3-site VPN implementation w/Terminal Server

The persistent re-negotiation between the 2 problem sites seems to take place when either phase1 or phase 2 has expired (I haven't been able to accurately determine determine the timing, since the expiration happens when I'm at work and I can't make a VPN like my client's network).

I'll try removing the scheduled connections (for IPSec) and the dead peer connections. I did delete and re-create the tunnels once after I created all new IKE profiles, but I'll try it again.

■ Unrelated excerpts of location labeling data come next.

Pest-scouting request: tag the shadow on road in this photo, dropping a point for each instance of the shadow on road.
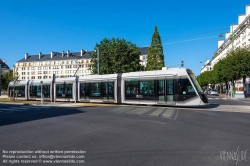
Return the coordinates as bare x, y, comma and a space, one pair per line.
13, 117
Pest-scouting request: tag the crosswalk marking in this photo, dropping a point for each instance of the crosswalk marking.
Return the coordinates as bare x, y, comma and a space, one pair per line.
157, 112
121, 109
21, 108
139, 111
168, 113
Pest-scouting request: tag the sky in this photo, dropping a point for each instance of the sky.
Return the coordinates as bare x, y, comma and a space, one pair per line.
189, 29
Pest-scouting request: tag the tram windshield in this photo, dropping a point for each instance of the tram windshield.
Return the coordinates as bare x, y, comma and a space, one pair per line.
195, 82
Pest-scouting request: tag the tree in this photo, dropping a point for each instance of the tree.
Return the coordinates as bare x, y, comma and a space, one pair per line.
116, 56
220, 73
155, 53
206, 78
6, 79
238, 65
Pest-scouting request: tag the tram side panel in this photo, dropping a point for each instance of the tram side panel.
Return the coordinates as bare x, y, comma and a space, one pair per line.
35, 89
18, 90
97, 89
64, 89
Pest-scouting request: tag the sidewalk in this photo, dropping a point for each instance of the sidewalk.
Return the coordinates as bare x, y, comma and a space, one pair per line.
229, 97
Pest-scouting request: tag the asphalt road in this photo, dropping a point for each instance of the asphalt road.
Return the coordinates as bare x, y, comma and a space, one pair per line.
225, 101
128, 135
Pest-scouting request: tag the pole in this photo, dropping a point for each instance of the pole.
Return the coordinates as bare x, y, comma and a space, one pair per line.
98, 60
232, 38
0, 79
41, 92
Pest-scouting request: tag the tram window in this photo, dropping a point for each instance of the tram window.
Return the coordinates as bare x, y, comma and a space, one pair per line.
131, 87
147, 87
64, 90
95, 89
111, 90
170, 85
35, 91
185, 87
161, 87
19, 91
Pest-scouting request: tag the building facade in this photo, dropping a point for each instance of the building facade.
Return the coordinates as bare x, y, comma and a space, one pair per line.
4, 67
64, 64
144, 56
239, 36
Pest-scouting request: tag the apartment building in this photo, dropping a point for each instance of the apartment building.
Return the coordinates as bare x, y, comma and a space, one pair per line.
64, 64
4, 67
239, 36
144, 56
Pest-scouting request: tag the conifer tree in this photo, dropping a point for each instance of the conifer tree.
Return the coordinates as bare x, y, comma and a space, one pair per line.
155, 53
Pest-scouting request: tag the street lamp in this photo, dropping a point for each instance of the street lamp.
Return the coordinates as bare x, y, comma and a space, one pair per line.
182, 63
98, 60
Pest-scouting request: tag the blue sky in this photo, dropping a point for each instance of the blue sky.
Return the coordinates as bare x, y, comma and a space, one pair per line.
189, 29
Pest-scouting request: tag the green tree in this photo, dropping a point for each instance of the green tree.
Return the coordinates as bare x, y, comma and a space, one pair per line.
220, 73
238, 65
155, 53
6, 79
116, 56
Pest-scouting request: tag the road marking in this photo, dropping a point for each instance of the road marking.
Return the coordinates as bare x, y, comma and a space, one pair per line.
157, 112
6, 109
168, 113
121, 109
18, 108
139, 111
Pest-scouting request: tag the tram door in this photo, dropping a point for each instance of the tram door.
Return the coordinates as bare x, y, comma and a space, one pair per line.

Any advice on timing/duration settings of phase1/2 configs? Should phase1 be set to expire after 24hrs and phase 2 set for something like

8 or 12 hrs?
Reply to
Vince
Loading thread data ...

Dead peer detection is a bit hit or miss. I start with it disabled and then add it in if the connection seems unstable. It only helps if the underlying network has problems though. (ADSL link that goes offline, occasional packetloss, that kind of thing). If you see constant dead peer detected messages in the logs you may try turning it off. If the connection is stable with it disabled then either the dead peer detection settings were wrong or something wasn't responding to keepalive messages as expected.

Scheduled connections do nothing for IPSec. This is for PPP style connections.

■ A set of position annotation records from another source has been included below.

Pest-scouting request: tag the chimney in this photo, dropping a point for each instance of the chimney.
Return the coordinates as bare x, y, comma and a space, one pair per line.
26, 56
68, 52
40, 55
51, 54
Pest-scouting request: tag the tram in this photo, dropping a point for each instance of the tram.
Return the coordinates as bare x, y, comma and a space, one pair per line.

Setting the idle to 0 is the correct way to indicate the tunnel should stay "nailed" up at all times regardless of traffic.

So are your tunnels still renegotiating every few seconds? Have you had any luck isolating the problem? The last mention you said that both tunnels from one site were working properly but the connection between two other sites were still not working. Have you deleted the tunnels between those two problem sites and tried creating all new settings? Have you tried calling Netopia to have them look at the problem?

Reply to
Mike Drechsler - SPAM PROTECTE

Well Mike, I thought I was OK, but I'm still having trouble.

I re-created the tunnels between the 2 problem endpoints (Sites A and B), and things seemed to work nicely. Phase 2 re-negotiations took only a handful of attempts. For the past 5 days or so, the tunnels have been stable, with the phase 2's renegotiating successfully as scheduled (every 4 hours.) Then just this morning, I ran into the same problem again with the A-B tunnel, with phase 2 failing repeatedly (endless "Phase 2 complete" messages) for several hours. I rebooted the router at Site B and the tunnels re-established after about 90 seconds. Connections and IP traffic between sites A and B have been fine for the past 3 hours; hopefully the next phase 2 re-negotiation won't barf.

I'm at my wits end with this. The tunnels out of Site C have been rock-solid since inception. The A-B tunnel settings at Sites A and B are identical (and different from the A-C and B-C settings). I have done a 'show config' dump and checked everything line by line. Furthermore, the IKE and Connection Profile settings for the A-B tunnel match the A-C and B-C settings (though unique from the other 2 tunnels in name, IKE Profile, and password).

Netopia online chat help would not offer any VPN configuration assistance; they referred me to their fee-based production support offerings (consistent with their website's advertised support policy regarding VPN's).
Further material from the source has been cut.